Oct 27, 2008 12:35 PM | 1
It’s hard to imagine an industry that isn’t affected by the global financial crisis, and science is no exception. The credit crunch will slow the development of new medicines, too, say economists and scientists meeting in London today and tomorrow.
The concern for novel treatments follows a boom time in the development of so-called “lifestyle drugs” to treat conditions such as impotence and baldness, which critics say has eclipsed innovation in treatments for serious diseases and those in developing countries where people cannot afford high-priced medicine. Investment in biotechs, companies that focus on developing new technologies from biology, last year hit a record-high $50 billion, but “the signs are that this has flattened,” says David Wield, director of the Economic and Social Research Council’s Innogen Center in Edinburgh.

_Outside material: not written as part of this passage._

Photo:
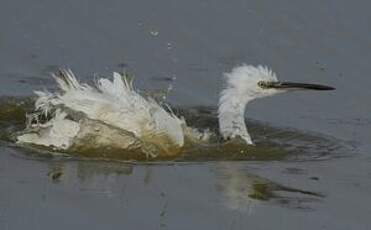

We asked Wield, who is set to speak at the Genomics and Society: Reinventing Life meeting today, how serious a threat the market crisis poses to pharmaceutical innovation.
The following is an edited transcript.
Are there particular classes of drugs or diseases that you expect will be hardest hit?
The most risky areas and those most dependent on venture capital investment are likely to be the ones that suffer first – probably early-stage biotech companies with novel approaches to therapies for which there is not yet a clear route to market via the multinational company routes (such as stem cell therapies). One piece of evidence is a recent survey conducted for Mid-Atlantic Biosciences firms for their conference last week, [in which] the companies emphasized the early stage, or A round, as most vulnerable to the financial crisis.
However, after more than 20 years of investment, public and private, the big [payoff] from biotechnology innovation is still talked about in terms of being "just around the corner." Many companies are in the business of selling IP (intellectual property) to each other rather than developing profitable products. So if the perception of high risk and probably low profits should become more widespread, then external investment in the industry could drop quickly.
What sort of investments are most at risk: companies' own investments, venture capital investments, stockholder investments or all or some combination?
It is widely believed that public demand, and public health spending for drugs and therapies will remain high in the short term, which will maintain present profitability of the big R&D-based multinational pharma firms. But even here the demand for cheaper generics products is likely to be stronger than that for expensive new products. This would strengthen generics producers at the expense of the R&D-based firms. Given the present weakness in the drug pipelines of the R&D companies, they may be more vulnerable than we expect, particularly if shareholders become more impatient for a fast return on investment. Paradoxically, the perception that these large pharma companies are relatively protected from the current financial crisis, and also have [funds] to invest in high-tech biotechs, may make them more vulnerable if they face unrealistic expectations.
For how long do you expect those investments to be less?
Putting a figure on the extent and length of investment squeeze depends, sadly, on knowing the extent and depth of the recession. As yet, that does not look clear.